The Central Committee will have to decide, her husband said. He knew that Fanya Kaplan’s corpse had already been burned, and the ashes buried in an unmarked grave.
Volodya, don’t think I’m a conciliationist. During all these thirty years my attitude has not changed.
I shall consider it.
I’m so sorry to disturb you about this. I’ve only taken her case to heart because—
Slowly raising his bald crown from the outspread Pravda (upside down to her) which it was his habit to grip in both of his hands, he gazed at her across the neutral zone of his desk, guarded from her by his two inkwells, whose brass caps shone like the domes of Orthodox churches, by his lamp and telephone, by his long narrow scissors whose point faced her, and his eyes were very sorrowful as he said: Where’s Makarov’s dictionary? I think I’ll study it. The alphabetical arrangement of words creates such a refreshing sort of chaos. Ah—look here. In a row we find sleepy, never-drying, truancy, obscurity, bliss, then inharmoniousness. What unlike ideas! And all because they begin with the letters HE. In English or in Hebrew, for instance, I fancy they’d be arranged quite differently. And what if there’s some perfect ordering that’s never been thought of before? But my opinions on linguistics are not important . . .

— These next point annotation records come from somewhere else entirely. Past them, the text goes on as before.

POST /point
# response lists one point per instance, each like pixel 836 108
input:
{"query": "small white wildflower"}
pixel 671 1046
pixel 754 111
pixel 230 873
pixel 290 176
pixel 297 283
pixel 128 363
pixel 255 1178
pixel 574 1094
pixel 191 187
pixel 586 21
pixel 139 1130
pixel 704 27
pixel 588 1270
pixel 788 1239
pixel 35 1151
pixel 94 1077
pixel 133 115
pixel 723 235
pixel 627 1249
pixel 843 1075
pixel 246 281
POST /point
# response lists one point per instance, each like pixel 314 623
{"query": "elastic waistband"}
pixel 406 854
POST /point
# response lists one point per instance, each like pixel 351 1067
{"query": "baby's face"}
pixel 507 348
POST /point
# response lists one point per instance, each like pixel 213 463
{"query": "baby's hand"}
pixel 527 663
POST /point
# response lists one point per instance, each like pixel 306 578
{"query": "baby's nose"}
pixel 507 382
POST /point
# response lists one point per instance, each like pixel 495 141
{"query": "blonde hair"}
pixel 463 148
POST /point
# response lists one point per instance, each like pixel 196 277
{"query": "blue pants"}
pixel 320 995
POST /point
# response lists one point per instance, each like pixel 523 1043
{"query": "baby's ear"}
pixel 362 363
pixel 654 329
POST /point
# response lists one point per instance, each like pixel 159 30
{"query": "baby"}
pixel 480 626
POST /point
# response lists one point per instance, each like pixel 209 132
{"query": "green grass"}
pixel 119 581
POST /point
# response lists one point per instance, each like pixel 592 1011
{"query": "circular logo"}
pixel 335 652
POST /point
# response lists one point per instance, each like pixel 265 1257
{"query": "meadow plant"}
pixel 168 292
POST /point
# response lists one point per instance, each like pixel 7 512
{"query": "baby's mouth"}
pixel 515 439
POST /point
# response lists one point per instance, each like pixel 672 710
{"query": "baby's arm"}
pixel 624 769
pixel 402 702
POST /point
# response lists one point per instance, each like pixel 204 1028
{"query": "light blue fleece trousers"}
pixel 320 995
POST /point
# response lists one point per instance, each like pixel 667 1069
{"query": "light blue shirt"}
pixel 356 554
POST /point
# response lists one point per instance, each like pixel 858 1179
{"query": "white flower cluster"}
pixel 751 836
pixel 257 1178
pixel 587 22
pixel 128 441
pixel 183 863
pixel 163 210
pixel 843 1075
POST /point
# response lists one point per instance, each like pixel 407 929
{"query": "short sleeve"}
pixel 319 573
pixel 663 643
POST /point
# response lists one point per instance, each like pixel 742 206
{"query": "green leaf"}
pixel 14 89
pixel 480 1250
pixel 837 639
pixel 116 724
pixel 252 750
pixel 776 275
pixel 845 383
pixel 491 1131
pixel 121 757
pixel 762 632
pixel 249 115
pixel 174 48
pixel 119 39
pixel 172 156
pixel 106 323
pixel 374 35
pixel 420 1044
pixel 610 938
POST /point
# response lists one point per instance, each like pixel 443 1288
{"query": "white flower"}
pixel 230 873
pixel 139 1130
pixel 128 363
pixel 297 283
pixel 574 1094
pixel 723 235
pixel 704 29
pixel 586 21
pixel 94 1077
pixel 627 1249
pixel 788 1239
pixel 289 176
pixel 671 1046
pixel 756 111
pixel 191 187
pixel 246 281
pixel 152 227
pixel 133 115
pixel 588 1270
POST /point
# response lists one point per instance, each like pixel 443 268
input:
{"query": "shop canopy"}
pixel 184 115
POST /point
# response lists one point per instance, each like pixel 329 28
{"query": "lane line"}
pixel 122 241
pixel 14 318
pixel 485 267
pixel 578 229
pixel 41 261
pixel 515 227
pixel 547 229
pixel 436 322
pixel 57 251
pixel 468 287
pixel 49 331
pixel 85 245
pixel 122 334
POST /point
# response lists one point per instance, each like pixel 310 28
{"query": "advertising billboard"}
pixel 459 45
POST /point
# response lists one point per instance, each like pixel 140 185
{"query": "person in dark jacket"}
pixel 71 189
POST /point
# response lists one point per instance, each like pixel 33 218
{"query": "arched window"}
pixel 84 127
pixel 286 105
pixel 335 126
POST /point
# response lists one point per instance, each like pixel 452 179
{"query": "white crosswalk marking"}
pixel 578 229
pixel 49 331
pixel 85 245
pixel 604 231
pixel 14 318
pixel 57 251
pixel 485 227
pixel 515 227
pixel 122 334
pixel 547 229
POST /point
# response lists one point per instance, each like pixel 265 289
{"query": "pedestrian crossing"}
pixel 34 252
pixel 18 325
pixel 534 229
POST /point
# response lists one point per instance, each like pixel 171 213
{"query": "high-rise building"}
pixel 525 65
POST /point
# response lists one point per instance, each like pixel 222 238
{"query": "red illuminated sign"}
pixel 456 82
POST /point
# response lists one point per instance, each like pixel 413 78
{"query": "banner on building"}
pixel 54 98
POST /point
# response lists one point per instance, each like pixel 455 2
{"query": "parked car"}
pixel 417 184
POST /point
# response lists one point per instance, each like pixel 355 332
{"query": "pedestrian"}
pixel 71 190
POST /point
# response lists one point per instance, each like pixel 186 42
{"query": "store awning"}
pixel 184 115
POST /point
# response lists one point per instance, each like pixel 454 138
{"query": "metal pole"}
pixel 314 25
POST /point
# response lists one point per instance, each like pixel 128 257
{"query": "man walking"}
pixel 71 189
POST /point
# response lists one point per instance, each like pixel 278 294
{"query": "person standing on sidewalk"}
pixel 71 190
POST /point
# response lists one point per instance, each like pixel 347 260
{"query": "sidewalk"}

Promise me you won’t let them do this, pleaded Krupskaya, who thanks to her thyroid condition had already developed the protuberant eyes which would give her the nickname “The Fish.” (Strangely enough, in her youth, one of her revolutionary aliases had been “The Lamprey.”)
Lenin blinked and said: Nadya, you know very well that right now our Revolution faces so many dangers.
I never asked you for anything. I married you; I mended your clothes; I let you have your mistress and even collaborated with her. Save this woman, Volodya, I beg you!
Lenin said to her: Nadya, you need to control your emotions.
Trembling, breathing heavily, she sat down. She was overweight, unhealthy; not long afterward she’d suffer her first heart attack.
Lenin was not undevoted. He’d carried milk to his wife with his own hands when she’d lain in a sanatorium. (On one such mission, bandits had robbed him of his coat. On another, they expropriated one of his cars.) He’d granted her political power in accordance with her abilities. He’d given her a small, ornate desk in the Kremlin, a window view, a sofa flanked by bookcases, a personal library of twenty thousand volumes; these were her luxuries. This was the first and last time she’d ever ask him for anything. And so Lenin called to him Comrade J. V. Stalin, who was so useful in matters of this kind. Stalin smiled angrily and said that it would be done.
Just because she fucks Lenin doesn’t mean I have to get up on my hind legs for her, he said to his understudy, Molotov, who quickly agreed: She understands nothing about politics. Nothing.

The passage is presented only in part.